Nicht recht überzeugt auch die These vom Anspruch auf ein "virtuelles Nachrichtenmonopol" als Teil des Konzepts der "totalitären Bewegung". Gewiss, die KPD versuchte, gegnerische Propaganda (und deren Träger) von ‚ihren‘ Vierteln in Berlin gewaltsam fernzuhalten, aber sie machte nicht den Versuch (wenn man von dem improvisierten Aufstandsversuch Anfang Januar 1919 absieht), ‚bürgerliche‘ Zeitungen oder den "Vorwärts" am Erscheinen zu hindern oder deren Verteilung in anderen Stadtteilen zu unterbinden. Insofern ‚verteidigte‘ sie ihre Viertel, wenn auch dort mit dem Mittel der Offensive.

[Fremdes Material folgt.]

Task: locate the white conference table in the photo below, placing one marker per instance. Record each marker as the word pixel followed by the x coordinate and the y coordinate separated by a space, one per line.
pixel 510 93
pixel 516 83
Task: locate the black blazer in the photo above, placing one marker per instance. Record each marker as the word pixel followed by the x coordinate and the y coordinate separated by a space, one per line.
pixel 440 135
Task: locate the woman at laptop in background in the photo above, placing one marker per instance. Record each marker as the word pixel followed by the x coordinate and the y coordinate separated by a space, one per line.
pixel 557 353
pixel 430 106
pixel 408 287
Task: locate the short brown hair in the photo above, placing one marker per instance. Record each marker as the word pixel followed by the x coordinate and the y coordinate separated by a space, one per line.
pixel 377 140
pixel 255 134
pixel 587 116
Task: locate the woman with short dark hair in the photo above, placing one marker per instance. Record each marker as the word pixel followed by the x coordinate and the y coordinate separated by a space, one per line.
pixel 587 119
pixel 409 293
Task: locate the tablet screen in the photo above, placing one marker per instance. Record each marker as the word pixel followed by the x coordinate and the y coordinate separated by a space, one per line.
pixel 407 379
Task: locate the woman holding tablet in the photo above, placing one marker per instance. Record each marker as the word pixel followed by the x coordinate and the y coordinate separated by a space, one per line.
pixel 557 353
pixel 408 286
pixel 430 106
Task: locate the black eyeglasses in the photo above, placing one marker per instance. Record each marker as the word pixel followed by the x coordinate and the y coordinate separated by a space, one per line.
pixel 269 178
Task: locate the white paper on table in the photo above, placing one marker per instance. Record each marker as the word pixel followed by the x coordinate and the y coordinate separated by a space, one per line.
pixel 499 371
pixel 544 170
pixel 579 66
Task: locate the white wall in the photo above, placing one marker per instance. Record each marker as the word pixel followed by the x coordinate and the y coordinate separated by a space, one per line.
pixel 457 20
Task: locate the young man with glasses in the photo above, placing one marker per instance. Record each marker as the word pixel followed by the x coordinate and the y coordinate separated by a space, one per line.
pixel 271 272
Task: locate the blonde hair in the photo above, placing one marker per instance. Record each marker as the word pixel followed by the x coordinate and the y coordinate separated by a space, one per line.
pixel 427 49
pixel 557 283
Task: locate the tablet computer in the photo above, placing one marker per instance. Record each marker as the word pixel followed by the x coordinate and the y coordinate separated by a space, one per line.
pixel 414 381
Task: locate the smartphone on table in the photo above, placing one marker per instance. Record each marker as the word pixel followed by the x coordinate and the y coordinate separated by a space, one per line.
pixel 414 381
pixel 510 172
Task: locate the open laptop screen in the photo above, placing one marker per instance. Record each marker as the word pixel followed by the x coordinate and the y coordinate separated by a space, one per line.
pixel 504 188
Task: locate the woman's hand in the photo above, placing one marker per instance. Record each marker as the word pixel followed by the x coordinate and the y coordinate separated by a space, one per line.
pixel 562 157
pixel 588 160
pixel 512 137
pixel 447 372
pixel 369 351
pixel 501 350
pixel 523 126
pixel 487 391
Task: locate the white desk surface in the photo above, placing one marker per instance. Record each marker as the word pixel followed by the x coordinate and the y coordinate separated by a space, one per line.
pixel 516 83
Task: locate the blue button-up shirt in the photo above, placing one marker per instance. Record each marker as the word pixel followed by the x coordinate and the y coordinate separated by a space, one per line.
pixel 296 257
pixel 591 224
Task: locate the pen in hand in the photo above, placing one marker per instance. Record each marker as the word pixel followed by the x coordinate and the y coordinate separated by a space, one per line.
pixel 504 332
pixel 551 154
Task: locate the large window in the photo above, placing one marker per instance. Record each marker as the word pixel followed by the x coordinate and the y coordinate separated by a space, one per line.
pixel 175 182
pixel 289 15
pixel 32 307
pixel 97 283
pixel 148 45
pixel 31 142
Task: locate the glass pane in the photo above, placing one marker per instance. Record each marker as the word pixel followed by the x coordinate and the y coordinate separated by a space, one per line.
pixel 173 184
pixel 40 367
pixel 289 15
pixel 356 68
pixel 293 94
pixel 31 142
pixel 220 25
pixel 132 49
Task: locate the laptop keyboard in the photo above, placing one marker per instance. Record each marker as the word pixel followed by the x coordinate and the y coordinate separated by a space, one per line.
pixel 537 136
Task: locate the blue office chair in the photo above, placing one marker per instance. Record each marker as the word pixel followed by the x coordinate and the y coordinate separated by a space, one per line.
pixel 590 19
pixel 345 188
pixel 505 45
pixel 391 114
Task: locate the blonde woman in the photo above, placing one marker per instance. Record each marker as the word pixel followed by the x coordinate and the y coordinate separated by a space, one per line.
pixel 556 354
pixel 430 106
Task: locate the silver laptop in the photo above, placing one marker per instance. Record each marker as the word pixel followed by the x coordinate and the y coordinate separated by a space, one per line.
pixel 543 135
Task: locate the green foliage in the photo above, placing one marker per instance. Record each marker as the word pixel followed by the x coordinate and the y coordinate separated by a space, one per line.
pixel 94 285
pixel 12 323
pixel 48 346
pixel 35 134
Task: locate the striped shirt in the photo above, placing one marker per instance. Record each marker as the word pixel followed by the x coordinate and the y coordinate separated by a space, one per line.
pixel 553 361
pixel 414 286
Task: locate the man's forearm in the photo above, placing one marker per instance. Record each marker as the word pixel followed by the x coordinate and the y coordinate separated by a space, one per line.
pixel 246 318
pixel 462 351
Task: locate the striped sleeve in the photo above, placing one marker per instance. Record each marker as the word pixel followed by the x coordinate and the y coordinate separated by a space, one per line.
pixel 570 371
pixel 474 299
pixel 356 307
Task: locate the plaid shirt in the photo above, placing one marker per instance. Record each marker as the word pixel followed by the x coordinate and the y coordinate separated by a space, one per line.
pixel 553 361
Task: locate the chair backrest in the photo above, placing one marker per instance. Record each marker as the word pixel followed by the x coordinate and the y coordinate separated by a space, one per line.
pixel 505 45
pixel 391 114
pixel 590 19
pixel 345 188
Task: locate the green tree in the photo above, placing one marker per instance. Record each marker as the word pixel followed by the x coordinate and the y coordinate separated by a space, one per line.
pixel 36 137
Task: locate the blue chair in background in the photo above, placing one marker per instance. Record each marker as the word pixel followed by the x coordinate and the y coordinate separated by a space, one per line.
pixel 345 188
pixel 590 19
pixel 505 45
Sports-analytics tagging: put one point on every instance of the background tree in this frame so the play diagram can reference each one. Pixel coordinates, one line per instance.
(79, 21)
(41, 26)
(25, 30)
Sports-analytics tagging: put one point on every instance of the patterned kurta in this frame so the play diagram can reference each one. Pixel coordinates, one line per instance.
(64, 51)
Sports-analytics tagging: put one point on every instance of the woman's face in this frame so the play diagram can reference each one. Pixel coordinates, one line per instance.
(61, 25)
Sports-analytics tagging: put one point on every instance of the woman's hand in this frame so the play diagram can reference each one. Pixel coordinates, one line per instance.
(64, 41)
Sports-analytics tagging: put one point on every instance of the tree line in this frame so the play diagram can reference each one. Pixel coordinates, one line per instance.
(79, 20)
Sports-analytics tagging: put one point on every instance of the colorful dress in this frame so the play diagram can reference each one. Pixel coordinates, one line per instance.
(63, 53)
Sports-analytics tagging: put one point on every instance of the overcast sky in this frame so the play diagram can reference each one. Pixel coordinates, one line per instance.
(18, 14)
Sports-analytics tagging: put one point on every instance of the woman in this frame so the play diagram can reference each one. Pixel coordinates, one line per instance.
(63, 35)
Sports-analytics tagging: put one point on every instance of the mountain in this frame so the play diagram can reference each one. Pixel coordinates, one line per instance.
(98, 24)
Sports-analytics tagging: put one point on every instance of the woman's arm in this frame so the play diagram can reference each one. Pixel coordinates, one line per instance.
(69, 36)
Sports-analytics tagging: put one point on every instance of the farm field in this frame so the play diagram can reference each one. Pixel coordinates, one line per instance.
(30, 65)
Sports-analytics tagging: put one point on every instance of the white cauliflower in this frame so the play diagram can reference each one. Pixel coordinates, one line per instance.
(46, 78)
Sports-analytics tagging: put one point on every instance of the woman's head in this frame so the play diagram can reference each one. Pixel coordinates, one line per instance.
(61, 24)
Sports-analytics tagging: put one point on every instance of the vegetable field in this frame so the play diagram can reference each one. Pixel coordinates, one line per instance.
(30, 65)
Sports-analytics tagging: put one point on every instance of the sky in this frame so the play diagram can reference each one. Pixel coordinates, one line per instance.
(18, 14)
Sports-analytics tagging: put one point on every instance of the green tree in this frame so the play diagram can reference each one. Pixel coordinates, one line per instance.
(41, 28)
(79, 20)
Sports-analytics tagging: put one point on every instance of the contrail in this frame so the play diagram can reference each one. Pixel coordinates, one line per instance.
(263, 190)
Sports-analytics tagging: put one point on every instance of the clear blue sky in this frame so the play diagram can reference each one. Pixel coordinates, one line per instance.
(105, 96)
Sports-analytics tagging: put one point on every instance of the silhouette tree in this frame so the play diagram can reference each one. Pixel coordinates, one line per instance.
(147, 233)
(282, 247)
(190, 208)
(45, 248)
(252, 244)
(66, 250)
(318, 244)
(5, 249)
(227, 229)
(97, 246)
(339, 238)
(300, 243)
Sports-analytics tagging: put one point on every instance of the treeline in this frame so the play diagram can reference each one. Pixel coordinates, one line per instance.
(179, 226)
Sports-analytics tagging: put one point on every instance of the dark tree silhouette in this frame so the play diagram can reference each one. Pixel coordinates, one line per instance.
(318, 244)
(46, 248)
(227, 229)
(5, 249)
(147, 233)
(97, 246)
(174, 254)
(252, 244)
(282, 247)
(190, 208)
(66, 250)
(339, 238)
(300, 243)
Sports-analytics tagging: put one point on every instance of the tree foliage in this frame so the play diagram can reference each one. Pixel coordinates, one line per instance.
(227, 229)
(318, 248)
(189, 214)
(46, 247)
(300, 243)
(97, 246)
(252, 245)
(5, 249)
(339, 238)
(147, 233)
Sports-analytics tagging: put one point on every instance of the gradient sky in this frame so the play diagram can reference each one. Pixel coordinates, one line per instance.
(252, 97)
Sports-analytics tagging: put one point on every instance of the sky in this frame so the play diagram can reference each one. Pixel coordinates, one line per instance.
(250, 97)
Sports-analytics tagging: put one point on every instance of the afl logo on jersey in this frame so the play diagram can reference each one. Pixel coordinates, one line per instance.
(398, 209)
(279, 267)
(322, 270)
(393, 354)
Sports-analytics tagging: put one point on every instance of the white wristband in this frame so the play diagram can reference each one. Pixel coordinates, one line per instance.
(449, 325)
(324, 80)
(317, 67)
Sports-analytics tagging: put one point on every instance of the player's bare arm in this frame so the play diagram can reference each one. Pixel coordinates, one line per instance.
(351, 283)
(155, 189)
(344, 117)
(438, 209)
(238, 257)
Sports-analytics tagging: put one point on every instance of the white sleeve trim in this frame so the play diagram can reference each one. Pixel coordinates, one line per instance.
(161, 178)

Das Hauptproblem von Wirschings Ansatz betrifft seine im Prinzip richtige, aber unzureichend umgesetzte Absicht, die Wirkungen des kommunistischen Handelns in den Mittelpunkt zu rücken. Gewiss verstand sich die extreme Rechte als Vorkämpferin der "Ordnung" in einer Situation fundamentaler Bedrohung der Gesellschaft durch die Kommunisten – doch wer hätte dies ernsthaft bezweifelt? Nach Ansicht des Rezensenten müsste man eher danach fragen, aus welchen Gründen immer weitere Teile der gemäßigten Rechten bzw. des bürgerlich-nationalen Lagers überhaupt zur extremen Rechten überwechselten. Dazu aber genügt es nicht, die Bürgerkriegsszenarien der KPD maßstabsgetreu in bürgerliche Schreckensvisionen zu übersetzen. Vielmehr wäre erst einmal herauszuarbeiten, welche Diskrepanz zwischen der verbalen Militanz der Kommunisten und der tatsächlich für gewaltsame Aktionen mobilisierbaren Anhänger bestand. Wirsching deutet dies an, aber setzt sich nicht mit der Frage auseinander, was es denn für die Wahrnehmung des Kommunismus in der breiteren Öffentlichkeit bedeutete, dass die KPD nach dem Fiasko der "Märzaktion" und dem nächsten vom Oktober 1923 scharenweise Mitglieder verlor, sich immer weiter in ein selbstgezimmertes Ghetto zurückzog und auch in den Jahren nach 1929 nicht wirklich tief in die bisher unorganisierte oder sozialdemokratische Arbeiterschaft eindringen konnte. Hier wäre dann eben auch über die wachsende Ablehnung der Republik auf seiten der Rechten zu reden, die sich keineswegs nur aus der Angst vor den Kommunisten speiste, sondern ihre Wurzeln darüber hinaus in der politischen Landschaft des Kaiserreichs hatte. Klarer als Wirsching dies tut, müsste schließlich zwischen Erfahrungen im engeren Sinn und ihren späteren Deutungen unterschieden werden, was den Ersten Weltkrieg nicht umstandslos als eine universell "brutalisierende" Erfahrung erscheinen ließe. Wenn die in seinem Verlauf auftretenden sozialen Spannungen tatsächlich "totalitär umgeprägt" (S. 66) wurden, warum blieben die 'Massen' dann passiv, wenn die Kommunisten zum bewaffneten Aufstand aufriefen?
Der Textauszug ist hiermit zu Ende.